Quote:
Originally Posted by roger64
But why argue about "ebook philosophy"? This is maybe going a little too far. After all, one of the features of EPUB3 is to allow a fixed layout for enriched texts. So, I cannot see why dropcaps should be condamned for philosophy or principle reasons. They are part of the game. Ragged text will disappear from the EPUBs of tomorrow long before the dropcaps do. 
|
For me, the "ebook philosophy" is to let the user change things like font, font size, line separation, margins... With this requisites, the use of dropcaps (and similar things, like figures around which the text wraps) is fragile, make some (maybe unusal) change to the font, screen size, etc. and you get undesirable results.

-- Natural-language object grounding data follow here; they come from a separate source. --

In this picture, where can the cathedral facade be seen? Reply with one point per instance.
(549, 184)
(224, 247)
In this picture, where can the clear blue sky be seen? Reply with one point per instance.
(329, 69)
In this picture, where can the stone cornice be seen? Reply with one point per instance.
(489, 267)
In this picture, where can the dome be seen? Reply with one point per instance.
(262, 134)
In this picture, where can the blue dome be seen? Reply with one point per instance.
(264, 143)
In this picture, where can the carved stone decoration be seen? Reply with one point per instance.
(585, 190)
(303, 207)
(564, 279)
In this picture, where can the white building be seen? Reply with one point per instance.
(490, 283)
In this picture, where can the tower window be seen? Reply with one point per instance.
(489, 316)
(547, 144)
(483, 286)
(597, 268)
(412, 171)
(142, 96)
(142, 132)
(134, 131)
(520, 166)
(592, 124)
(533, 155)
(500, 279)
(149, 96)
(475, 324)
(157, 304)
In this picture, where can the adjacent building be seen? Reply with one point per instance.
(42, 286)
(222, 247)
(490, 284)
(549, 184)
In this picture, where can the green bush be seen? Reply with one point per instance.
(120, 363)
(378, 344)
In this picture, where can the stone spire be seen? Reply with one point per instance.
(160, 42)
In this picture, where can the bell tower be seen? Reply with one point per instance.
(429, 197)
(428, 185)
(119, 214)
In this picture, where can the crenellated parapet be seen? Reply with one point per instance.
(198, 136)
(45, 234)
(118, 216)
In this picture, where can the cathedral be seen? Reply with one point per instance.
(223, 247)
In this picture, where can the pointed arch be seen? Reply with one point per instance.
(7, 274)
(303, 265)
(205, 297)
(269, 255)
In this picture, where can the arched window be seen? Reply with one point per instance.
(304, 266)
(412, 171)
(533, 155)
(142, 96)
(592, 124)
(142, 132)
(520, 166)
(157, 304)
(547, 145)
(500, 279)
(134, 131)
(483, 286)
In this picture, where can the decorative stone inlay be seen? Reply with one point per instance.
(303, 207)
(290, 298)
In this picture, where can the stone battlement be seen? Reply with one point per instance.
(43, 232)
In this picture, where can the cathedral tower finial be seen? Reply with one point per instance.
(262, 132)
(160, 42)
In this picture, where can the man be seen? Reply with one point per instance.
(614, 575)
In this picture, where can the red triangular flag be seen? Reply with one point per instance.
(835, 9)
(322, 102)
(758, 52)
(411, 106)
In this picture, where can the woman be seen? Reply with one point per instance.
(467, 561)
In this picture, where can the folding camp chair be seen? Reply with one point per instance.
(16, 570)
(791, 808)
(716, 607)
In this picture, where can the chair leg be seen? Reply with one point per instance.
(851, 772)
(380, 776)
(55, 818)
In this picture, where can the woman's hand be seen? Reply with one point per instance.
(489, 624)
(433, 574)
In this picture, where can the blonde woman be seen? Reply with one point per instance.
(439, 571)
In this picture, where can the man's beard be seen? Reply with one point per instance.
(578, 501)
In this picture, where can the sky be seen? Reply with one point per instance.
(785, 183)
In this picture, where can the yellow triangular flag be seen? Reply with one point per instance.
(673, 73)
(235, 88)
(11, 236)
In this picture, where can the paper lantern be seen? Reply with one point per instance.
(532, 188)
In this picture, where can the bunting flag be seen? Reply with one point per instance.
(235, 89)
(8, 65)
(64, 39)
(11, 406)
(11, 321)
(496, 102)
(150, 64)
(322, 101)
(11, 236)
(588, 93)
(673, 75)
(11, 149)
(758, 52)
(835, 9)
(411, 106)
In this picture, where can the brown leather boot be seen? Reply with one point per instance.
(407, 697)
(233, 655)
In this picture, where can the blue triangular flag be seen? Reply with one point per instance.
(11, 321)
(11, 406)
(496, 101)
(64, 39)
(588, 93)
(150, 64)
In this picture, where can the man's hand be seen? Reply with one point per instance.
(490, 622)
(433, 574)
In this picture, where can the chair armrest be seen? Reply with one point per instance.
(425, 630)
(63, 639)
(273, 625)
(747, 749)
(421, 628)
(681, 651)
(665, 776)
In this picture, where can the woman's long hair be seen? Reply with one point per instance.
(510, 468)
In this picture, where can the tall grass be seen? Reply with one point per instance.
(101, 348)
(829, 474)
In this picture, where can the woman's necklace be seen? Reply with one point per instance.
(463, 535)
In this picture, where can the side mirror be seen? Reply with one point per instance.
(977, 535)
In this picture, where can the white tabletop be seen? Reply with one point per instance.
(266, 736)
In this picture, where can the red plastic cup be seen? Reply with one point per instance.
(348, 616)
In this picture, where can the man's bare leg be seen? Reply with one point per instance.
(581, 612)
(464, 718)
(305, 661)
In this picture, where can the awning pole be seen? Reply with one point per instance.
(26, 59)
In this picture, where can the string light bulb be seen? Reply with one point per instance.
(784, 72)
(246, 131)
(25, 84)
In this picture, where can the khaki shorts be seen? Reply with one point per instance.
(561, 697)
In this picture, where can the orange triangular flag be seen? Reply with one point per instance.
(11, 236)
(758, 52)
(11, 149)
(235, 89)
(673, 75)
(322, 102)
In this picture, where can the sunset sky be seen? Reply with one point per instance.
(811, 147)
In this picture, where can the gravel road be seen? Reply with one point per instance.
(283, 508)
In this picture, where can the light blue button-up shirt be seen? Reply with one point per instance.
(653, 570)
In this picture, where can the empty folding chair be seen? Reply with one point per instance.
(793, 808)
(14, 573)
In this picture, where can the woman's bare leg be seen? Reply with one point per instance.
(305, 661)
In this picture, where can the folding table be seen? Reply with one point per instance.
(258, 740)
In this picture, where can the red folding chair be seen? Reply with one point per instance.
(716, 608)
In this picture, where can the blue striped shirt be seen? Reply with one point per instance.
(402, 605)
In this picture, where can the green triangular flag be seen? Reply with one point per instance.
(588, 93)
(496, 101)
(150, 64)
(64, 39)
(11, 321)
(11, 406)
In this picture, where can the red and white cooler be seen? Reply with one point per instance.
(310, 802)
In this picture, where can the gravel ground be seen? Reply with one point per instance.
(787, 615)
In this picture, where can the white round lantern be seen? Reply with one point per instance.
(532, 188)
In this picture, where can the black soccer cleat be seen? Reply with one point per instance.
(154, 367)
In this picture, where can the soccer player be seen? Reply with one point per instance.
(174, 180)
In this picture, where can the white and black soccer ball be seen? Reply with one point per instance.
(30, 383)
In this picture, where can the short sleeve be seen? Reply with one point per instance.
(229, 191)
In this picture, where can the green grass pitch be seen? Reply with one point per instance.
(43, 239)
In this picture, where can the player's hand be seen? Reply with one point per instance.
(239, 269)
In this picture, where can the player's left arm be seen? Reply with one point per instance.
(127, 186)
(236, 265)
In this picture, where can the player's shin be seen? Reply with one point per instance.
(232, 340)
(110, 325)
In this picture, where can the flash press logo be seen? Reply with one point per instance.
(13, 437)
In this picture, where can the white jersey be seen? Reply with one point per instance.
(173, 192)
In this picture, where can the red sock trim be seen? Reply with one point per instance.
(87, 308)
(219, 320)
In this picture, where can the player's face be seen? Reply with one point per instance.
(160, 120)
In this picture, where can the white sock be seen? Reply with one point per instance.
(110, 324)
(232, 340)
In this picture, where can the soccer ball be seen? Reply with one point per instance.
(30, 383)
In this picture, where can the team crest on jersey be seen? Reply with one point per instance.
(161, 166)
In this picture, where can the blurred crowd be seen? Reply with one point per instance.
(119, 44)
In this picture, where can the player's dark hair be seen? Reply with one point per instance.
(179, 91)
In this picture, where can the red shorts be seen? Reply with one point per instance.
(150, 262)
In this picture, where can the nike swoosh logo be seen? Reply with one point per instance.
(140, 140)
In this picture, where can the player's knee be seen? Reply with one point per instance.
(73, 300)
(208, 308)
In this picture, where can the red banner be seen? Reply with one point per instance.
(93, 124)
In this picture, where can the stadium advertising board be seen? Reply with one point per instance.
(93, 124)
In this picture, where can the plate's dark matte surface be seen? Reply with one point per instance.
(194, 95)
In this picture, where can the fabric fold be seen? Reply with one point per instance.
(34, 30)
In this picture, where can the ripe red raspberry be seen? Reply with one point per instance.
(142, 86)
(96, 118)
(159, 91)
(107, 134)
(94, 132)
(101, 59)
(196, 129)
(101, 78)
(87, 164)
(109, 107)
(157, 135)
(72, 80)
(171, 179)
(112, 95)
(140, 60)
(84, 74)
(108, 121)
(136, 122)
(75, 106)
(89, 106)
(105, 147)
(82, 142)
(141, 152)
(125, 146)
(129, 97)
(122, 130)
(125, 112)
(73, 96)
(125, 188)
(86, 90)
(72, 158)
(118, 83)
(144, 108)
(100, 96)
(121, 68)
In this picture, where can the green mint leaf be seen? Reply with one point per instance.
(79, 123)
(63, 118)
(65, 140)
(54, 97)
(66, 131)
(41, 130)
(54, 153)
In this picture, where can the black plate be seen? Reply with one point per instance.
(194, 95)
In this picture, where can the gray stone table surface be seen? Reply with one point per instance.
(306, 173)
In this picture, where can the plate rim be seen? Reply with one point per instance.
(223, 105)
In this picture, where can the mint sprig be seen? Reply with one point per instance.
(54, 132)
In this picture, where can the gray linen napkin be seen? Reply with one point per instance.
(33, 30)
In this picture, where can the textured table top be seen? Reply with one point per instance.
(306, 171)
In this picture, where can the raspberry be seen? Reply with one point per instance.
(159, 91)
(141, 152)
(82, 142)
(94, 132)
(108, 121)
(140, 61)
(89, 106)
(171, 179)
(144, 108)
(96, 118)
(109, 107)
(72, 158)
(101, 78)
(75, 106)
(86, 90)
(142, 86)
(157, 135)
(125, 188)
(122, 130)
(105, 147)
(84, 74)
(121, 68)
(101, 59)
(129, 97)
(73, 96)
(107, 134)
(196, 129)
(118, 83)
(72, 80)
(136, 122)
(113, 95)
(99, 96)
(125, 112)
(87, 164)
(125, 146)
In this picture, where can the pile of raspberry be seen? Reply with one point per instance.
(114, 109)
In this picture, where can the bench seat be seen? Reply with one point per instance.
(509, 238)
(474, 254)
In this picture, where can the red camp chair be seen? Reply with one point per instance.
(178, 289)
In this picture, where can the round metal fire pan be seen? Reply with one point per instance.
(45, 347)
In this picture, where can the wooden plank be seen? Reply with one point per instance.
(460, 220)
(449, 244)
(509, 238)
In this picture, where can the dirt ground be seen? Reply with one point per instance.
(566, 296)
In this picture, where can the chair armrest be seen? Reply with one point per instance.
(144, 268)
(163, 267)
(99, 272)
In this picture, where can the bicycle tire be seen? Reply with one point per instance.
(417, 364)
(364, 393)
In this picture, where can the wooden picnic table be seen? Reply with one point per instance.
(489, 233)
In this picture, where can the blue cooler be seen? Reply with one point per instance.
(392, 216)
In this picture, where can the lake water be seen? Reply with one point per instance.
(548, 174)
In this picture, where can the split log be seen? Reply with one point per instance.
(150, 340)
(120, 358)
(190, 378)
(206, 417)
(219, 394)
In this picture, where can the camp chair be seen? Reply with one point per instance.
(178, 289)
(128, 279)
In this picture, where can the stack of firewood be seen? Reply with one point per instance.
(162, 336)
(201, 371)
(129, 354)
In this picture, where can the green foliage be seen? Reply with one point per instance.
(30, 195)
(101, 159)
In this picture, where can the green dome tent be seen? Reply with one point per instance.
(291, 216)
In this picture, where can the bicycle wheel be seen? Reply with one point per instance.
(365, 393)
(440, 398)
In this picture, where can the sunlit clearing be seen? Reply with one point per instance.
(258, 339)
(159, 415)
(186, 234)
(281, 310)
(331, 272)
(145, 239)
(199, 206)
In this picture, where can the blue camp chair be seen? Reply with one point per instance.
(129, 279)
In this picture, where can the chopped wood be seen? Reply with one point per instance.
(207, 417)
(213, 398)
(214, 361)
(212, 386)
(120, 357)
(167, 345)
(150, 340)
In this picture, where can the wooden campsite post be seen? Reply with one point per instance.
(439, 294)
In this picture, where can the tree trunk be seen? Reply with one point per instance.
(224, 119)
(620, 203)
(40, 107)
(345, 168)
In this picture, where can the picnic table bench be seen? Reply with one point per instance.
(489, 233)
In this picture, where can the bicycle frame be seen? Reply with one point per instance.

I don't say dropcaps should be proscribed, but this fact should be kept in mind when deciding whether or not to use them (and how).
Quote:
Further, two more twoliners exemples coming from a printed book with the "unaccceptable" Q behaviour (Q is often very tricky...) and a drop cap with a previous quote mark.
|
The Q example is indeed unacceptable. A self-respected typesetter would never allow that, and would apply some tweaks to prevent the clash between the Q's tail and the i's dot (make the Q slightly smaller, change the word spacing a bit to move the i away...). The quote mark example is acceptable, although some might not like it.